I have s3 bucket url is below

s3_filename is s3://xx/xx/y/z/ion.csv

if its is bucket i can read like below code

def read_s3(bucket,         


        

Answer 1

Since you appear to be using Pandas, please note that it actually uses s3fs under the cover. So, if your install is relatively recent and standard, you may directly do:

df = pd.read_csv(s3_path)

If you have some specific config for your bucket, for example special credentials, KMS encryption, etc., you may use an explicitly configured s3fs filesystem, for example:

fs = s3fs.S3FileSystem(
    key=my_aws_access_key_id,
    secret=my_aws_secret_access_key,
    s3_additional_kwargs={
            'ServerSideEncryption': 'aws:kms',
            'SSEKMSKeyId': my_kms_key,
    },
)
# note: KMS encryption only used when writing; when reading, it is automatic if you have access

with fs.open(s3_path, 'r') as f:
    df = pd.read_csv(f)

# here we write the same df at a different location, making sure
# it is using my_kms_key:
with fs.open(out_s3_path, 'w') as f:
    df.to_csv(f)

That said, if you are really interested to deal yourself with getting the object, and the question is just about how to remove a potential s3:// prefix and then split bucket/key, you could simply use:

bucket, key = re.sub(r'^s3://', '', s3_path).split('/', 1)
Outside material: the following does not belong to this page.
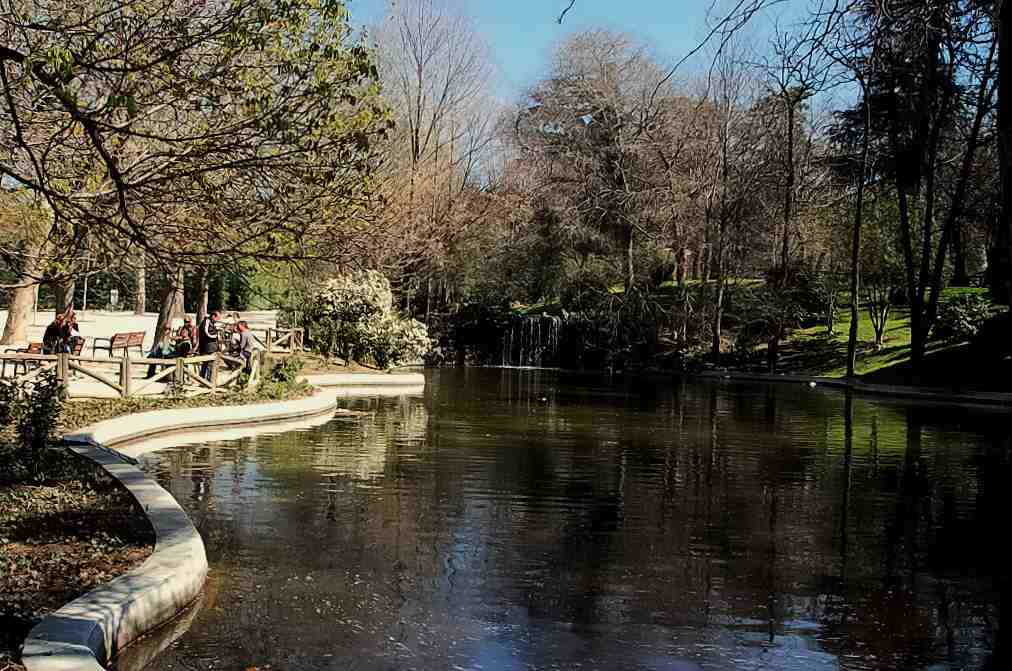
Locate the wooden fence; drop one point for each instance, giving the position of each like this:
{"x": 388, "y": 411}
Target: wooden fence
{"x": 278, "y": 340}
{"x": 120, "y": 374}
But that may miss more general cases and conventions handled by systems such as awscli or the very s3fs referenced above.

For more generality, you can take a look at how they do this in awscli. In general, doing so often provides a good indication of whether or not some functionality may already be built in boto3 or botocore. In this case however, it would appear not (looking at a local clone of release-1.18.126). They simply do this from first principles: see awscli.customizations.s3.utils.split_s3_bucket_key as it is implemented here.

From the regex that is eventually used in that code, you can infer that the kind of cases awscli allows for s3_path is quite diverse indeed:

_S3_ACCESSPOINT_TO_BUCKET_KEY_REGEX = re.compile(
    r'^(?P<bucket>arn:(aws).*:s3:[a-z\-0-9]+:[0-9]{12}:accesspoint[:/][^/]+)/?'
    r'(?P<key>.*)$'
)